Dzisiejszy dziennik "Le Figaro" sugeruje, że Emmanuel Macron chce zburzyć nowy Mur Berliński, który sam symbolicznie stworzył pogłębiając podziały w Unii Europejskiej.

Komentując rozpoczynającą się dzisiaj wizytę lokatora Pałacu Elizejskiego w Warszawie, wielu obserwatorów sugeruje jednak, że władze Francji przypominają sobie, iż Polska jest jednym z największych krajów europejskich dopiero w momencie, kiedy chcą jej coś sprzedać. Zdaniem niektórych obserwatorów można więc to uznać za polityczną hipokryzję. Tym razem chodzi znowu m.in. o okręty podwodne i elektrownie atomowe.

Jednocześnie jednak "Le Figaro" podkreśla, że również brexit uświadomił Macronowi, iż potrzebny jest "zwrot na Wschód". Po wyjściu Wielkiej Brytanii z UE władze w Warszawie będą bowiem jeszcze bardziej się liczyły reprezentując jeden z najważniejszych krajów członkowskich.

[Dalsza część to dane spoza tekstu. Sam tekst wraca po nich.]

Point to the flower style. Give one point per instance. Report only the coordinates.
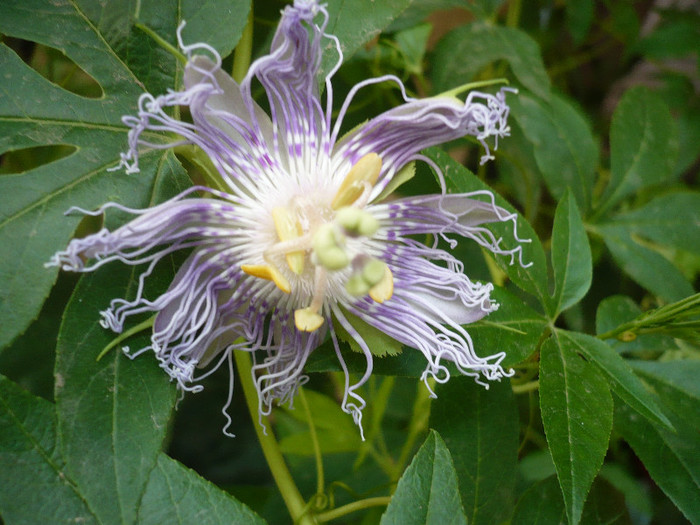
(297, 240)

"Le Fiagro" przypomina długą tradycję aroganckich zachowań francuskich władz wobec Polski i sugeruje, że jedna wizyta Emmanuela Macrona nie wystarczy, by to naprawić. A kilka dyplomatycznych frazesów to zdaniem tej gazety za mało, by nie ukrywana przez lokatora Pałacu Elizejskiego chęć zbliżenia z Rosją przestała budzić w Polsce podejrzliwość.